Why should this be “deeply problematic”? First off, there are more to “student issues” than just the ones which are seen as directly affecting students. Attacks on students are just one part of something bigger, capital’s global offensive known as neoliberalism. We should be building coalitions and working in solidarity with people opposing an incredibly brutal intensification of the capitalist system around the world, not dismissing it as “unrepresentative”. The CFS is a civil society organization and a democratic organization of students. Why should it be prevented from taking stances on issues?

Also, copyright is a “student issue” (did I mention I hate this dichotomy of student issues and non-student issues?). We often come across it in our research, and the commodification of knowledge and culture has deep implications for any student doing any sort of research.

Furthermore, the CFS represents a broad cross-section of society – women, LGBT students, students of colour, aboriginal students, and international students from nations oppressed by global imperialism. It seems a little privileged to argue that the CFS, as their representative, should completely ignore their issues and refuse to take positions in support of their rights, especially given what myself and others have seen about the racist nature of our university.

It also seems awkward to complain about the CFS taking stances on issues such as gender when above the authors are complaining that “While quick to pay lip service to marginalized and disenfranchised communities, evidence of actual progress is hardly forthcoming.” The authors decry the CFS for not making progress, then complain about the CFS taking stands on these issues. Do they want this acutal progress or not?

It is also absurd to claim that it is inapproprate to claim that the CFS is adopting campaigns such as Palestinian solidarity. First off, only the CFS-Ontario has a position on Palestine. I wish the national CFS, my provincial wing, or my local student union did, but they don’t (I wrote about this issue a few months ago). Also, CUPE Ontario and CUPW have voted to endorse the BDS movement against Israel – would it be logically consistent for these activists to also call for a decertification of these unions on that basis? Are they opposed to CUPE Ontario and CUPW’s endorsement of the BDS movement as well? Also, as someone who has a bit of experience in the Palestinian solidarity movement, I was under the impression that one of the goals of the BDS movement was to get large organizations to sign on and use their political and economic clout to end apartheid in Israel. It seems absurd to me that any Palestinian solidarity activist would oppose a civil society organization representing hundreds of thousands of students signing on to a BDS campaign.
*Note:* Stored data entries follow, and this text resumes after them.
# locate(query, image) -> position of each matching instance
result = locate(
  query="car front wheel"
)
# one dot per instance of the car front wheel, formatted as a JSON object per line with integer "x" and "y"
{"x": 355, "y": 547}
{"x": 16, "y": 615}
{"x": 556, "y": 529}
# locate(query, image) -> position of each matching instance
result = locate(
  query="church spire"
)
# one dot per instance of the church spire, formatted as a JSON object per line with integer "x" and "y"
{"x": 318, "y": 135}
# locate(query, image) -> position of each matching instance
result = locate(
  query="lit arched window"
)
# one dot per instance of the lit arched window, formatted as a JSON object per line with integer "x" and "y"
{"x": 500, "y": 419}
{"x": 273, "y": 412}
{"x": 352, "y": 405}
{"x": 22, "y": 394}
If anything, this only advances the cause and should make genuine Palestinian solidarity activists happy.

Finally, to address the notion that these “matters of urgent importance to all students” are going untouched, that is flat out wrong. It is the absolute height of absurdity to claim that the tuition issue has gone untouched when it is pretty much the biggest thing the CFS has done last year, and the CFS has been routinely and unfairly criticized for focusing too much on tuition. Has the writer of this document ever seen this?

Some people may say that any “other” issues should be ignored until such time as the CFS has won on all the “core student issues”, but when you are a large civil society organization like a student union or a labour union, solidarity and coalition building is not something you maybe get around to at some point when everything is peachy, it is something that you make time for. If we all decided to stop doing solidarity work until we’ve sorted out our own issues, no solidarity work would ever get done.

All in all, the CFS is far from perfect and I am sympathetic to genuine left critiques of the organization. And I am very intrigued by radical student federations such as ASSÈ in Quebec. But all that aside, I think we’re better off with the CFS than without. If you’re going to convince me that opposition to the CFS is a left position, you’re going to need a lot more than recycled Tiny Tory talking points and a rejection of any sort of solidarity campaigns.

Brian Latour is a student, activist, and student activist living in Winnipeg.